Reminiscent of what happened in Things Fall Apart, the literary classic written by Chinua Achebe, the things that held the Igbo together have loosened owing to the erosion of their cultural values and beliefs. Now, an Igbo man is no longer his brother’s keeper, and the Igbos do not speak with one voice on national issues anymore because they do place their selfish and pecuniary interests above the collective good of their people.
We still do remember how some Igbo politicians thwarted the efforts of one of their own, Chief Alex Ekwueme, in his bid to become the president of Nigeria in the past.
Igbo people’s disunity is one of the reasons why they’ve been suffering marginalisation in Nigeria. Since the end of the Nigeria-Biafra civil war in 1970, they’ve been treated like second class citizens in the Nigerian scheme of things.
Yet, the Igbos are hardworking people who fought for the political emancipation of Nigeria. And they’re still contributing their quota towards the development of Nigeria. Instead of giving them a fair deal for their contributions to our national development, they are being marginalised.
Against the background of the marginalisation of the Igbo, the anti-Nigeria government rhetoric, which is being espoused by IPOB leader, Nnamdi Kanu, has gained traction and momentum. His secessionist utterances have found resonance among the Igbo folks.
Now, millions of Igbo living in Nigeria and in the diaspora have acquiesced into the idea of the Igbo having political sovereignty. The Indigenous People of Biafra’s agitation for statehood led to bloodshed in the past. Consequently, it has been proscribed while its leader escaped to a foreign country.
A great majority of IPOB members believe, although erroneously, that President Donald Trump of America possesses the power to carve out the sovereign state of Biafra from Nigeria.

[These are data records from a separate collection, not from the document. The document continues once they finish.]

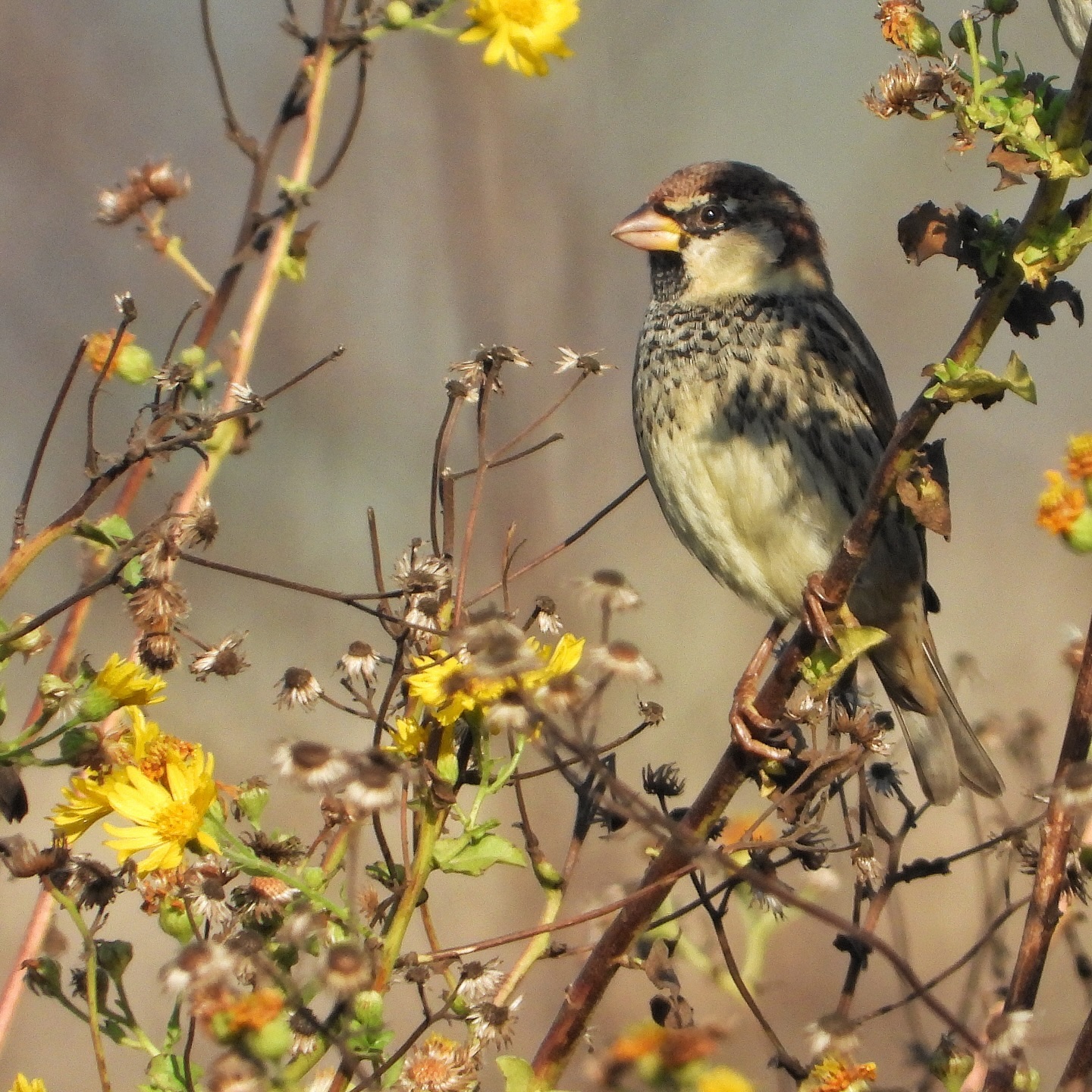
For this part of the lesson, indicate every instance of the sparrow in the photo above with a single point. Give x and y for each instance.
(761, 412)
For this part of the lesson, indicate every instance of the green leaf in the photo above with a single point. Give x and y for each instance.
(168, 1074)
(469, 855)
(111, 531)
(519, 1076)
(826, 667)
(959, 382)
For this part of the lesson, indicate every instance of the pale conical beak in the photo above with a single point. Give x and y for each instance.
(649, 230)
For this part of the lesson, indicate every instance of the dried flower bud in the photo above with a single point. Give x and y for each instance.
(347, 970)
(663, 781)
(359, 663)
(610, 591)
(158, 652)
(199, 526)
(312, 764)
(158, 604)
(625, 661)
(298, 687)
(374, 783)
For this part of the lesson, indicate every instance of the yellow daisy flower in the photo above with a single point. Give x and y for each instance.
(448, 689)
(143, 745)
(521, 32)
(22, 1084)
(1059, 505)
(1080, 456)
(168, 817)
(119, 682)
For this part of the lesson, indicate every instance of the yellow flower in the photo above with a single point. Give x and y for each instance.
(521, 32)
(447, 688)
(22, 1084)
(121, 682)
(1080, 456)
(836, 1075)
(86, 803)
(723, 1079)
(168, 818)
(143, 745)
(1059, 505)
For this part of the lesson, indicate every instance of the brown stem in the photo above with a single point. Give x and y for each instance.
(579, 533)
(19, 530)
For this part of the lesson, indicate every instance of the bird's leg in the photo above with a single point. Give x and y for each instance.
(744, 717)
(816, 606)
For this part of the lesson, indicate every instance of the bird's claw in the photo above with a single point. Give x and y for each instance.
(816, 606)
(746, 720)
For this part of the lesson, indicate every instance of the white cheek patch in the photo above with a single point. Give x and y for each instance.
(741, 261)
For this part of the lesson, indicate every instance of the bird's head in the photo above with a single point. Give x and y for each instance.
(719, 230)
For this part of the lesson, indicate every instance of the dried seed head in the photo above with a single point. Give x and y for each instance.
(1075, 792)
(158, 604)
(508, 714)
(561, 696)
(625, 660)
(312, 764)
(233, 1072)
(199, 526)
(200, 965)
(298, 687)
(439, 1065)
(359, 663)
(374, 784)
(416, 573)
(588, 362)
(158, 560)
(546, 616)
(158, 652)
(883, 778)
(347, 970)
(494, 1025)
(833, 1034)
(663, 781)
(23, 858)
(610, 590)
(1006, 1034)
(163, 184)
(498, 649)
(222, 660)
(481, 981)
(903, 86)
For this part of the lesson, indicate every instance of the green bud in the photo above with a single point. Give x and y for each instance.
(271, 1041)
(548, 876)
(314, 878)
(958, 35)
(77, 745)
(134, 365)
(1025, 1080)
(1079, 535)
(369, 1009)
(193, 357)
(175, 922)
(253, 796)
(923, 36)
(114, 957)
(397, 14)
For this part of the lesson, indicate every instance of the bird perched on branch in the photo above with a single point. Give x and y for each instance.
(761, 412)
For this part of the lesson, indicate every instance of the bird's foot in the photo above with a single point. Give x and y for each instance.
(746, 721)
(816, 606)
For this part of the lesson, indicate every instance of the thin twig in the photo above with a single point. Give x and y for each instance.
(19, 530)
(579, 533)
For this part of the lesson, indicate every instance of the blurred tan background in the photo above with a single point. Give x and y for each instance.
(475, 208)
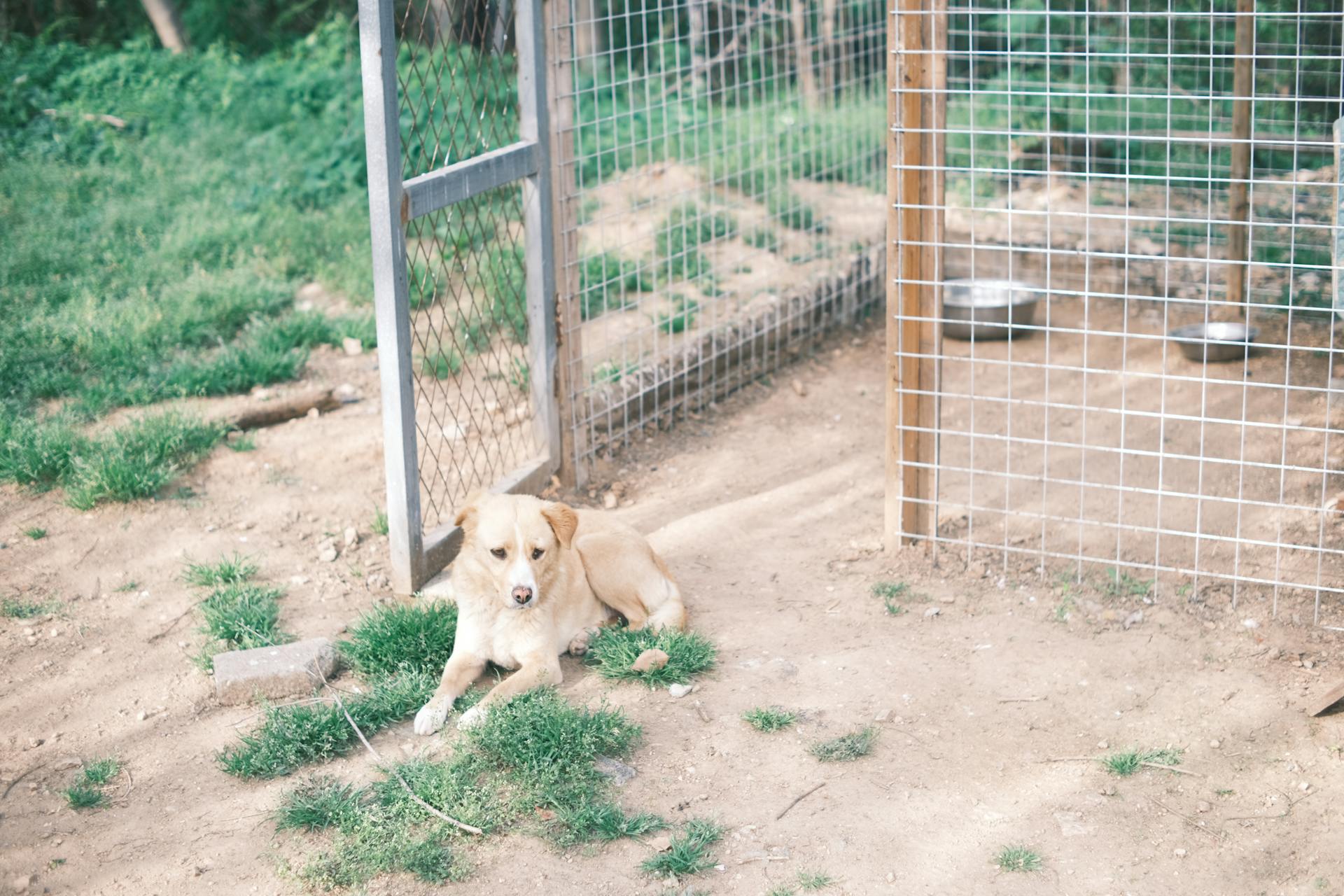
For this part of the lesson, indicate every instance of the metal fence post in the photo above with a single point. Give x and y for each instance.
(382, 140)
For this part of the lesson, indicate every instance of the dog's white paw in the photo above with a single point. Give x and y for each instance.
(430, 718)
(470, 718)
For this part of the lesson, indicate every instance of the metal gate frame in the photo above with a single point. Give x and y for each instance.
(416, 554)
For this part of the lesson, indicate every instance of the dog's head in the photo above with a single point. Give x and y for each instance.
(517, 540)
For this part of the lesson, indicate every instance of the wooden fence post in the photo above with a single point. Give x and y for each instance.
(916, 102)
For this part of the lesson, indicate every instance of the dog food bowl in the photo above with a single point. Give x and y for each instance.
(988, 308)
(1214, 342)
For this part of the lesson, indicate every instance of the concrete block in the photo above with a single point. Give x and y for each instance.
(273, 672)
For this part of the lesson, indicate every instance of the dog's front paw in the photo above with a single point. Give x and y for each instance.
(430, 718)
(470, 718)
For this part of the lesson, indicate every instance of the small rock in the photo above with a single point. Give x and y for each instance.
(650, 660)
(616, 770)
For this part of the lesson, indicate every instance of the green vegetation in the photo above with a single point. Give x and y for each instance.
(530, 767)
(1126, 762)
(769, 718)
(613, 650)
(682, 316)
(1018, 858)
(690, 852)
(846, 747)
(398, 649)
(17, 609)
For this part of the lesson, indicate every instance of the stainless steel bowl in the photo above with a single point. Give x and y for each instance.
(988, 308)
(1215, 342)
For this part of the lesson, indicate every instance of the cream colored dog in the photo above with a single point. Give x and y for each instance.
(536, 580)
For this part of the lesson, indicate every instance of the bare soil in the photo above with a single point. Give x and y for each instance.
(769, 510)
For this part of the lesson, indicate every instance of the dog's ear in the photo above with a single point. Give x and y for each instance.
(465, 517)
(564, 522)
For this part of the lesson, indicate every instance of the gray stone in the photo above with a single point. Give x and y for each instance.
(616, 770)
(273, 672)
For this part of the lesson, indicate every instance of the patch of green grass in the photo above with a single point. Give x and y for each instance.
(1126, 762)
(1121, 584)
(616, 648)
(379, 524)
(813, 880)
(239, 617)
(528, 767)
(1018, 859)
(769, 718)
(682, 316)
(17, 609)
(84, 797)
(226, 570)
(100, 771)
(299, 735)
(846, 747)
(401, 636)
(690, 852)
(319, 804)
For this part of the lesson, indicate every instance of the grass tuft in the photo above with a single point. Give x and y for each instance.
(84, 797)
(402, 636)
(101, 771)
(846, 747)
(1126, 762)
(1018, 859)
(813, 880)
(230, 570)
(616, 648)
(690, 852)
(318, 804)
(769, 718)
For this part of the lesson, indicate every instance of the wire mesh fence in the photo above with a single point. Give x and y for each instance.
(1133, 192)
(721, 198)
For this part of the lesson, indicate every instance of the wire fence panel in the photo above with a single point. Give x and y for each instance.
(721, 198)
(464, 277)
(1129, 191)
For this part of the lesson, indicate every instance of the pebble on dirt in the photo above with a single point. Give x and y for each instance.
(650, 660)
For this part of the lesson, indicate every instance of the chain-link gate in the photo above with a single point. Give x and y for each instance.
(460, 203)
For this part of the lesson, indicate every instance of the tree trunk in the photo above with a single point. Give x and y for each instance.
(803, 51)
(167, 23)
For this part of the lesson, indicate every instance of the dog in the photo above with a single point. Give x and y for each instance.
(536, 580)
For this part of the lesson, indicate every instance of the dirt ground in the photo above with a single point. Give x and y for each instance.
(769, 511)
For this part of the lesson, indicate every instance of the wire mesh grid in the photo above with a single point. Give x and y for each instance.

It’s the reason for their clamour for Donald Trump’s victory at the American presidential poll. So, even when it’s obvious that Trump has lost the election, they refuse to come to terms with reality.
Again, Trump is portrayed as a Christian who would fight for the protection of Christian ways of life. They believe that Joe Biden’s presidency will support same sex- marriage and the procurement of abortion by people. For one to be seized with islamophobia and homophobia is akin to one’s transportation to the Stone Age period. But Donald Trump’s stance on issues and his politicking portray him as a man who is a threat and danger to the free world.
It is ironic that compatriots have queued up behind Donald Trump when his foreign and immigration policies have denied Nigerians visas to America. His supporters have glossed over the fact that Donald Trump is a racist, who has a great dislike for Black people. Didn’t he call Nigeria a shithole country?
More so, apart from his personal failings and verbal gaffes, his mishandling of the COVID-19 pandemic caused the deaths of millions of people in America. And under his watch, America is fast losing its international allies. Its position as a global super power and the policeman of the world is being threatened owing to President Trump’s inept leadership of America.
So, those who are misled into believing that a Trump’s presidency will work for the betterment of Africa and her peoples if he is re-elected as the American President are naïve and mistaken. They are poor students of world history as well as victims of indoctrination, which is caused by their having fossilized world views and dogmatic religious beliefs.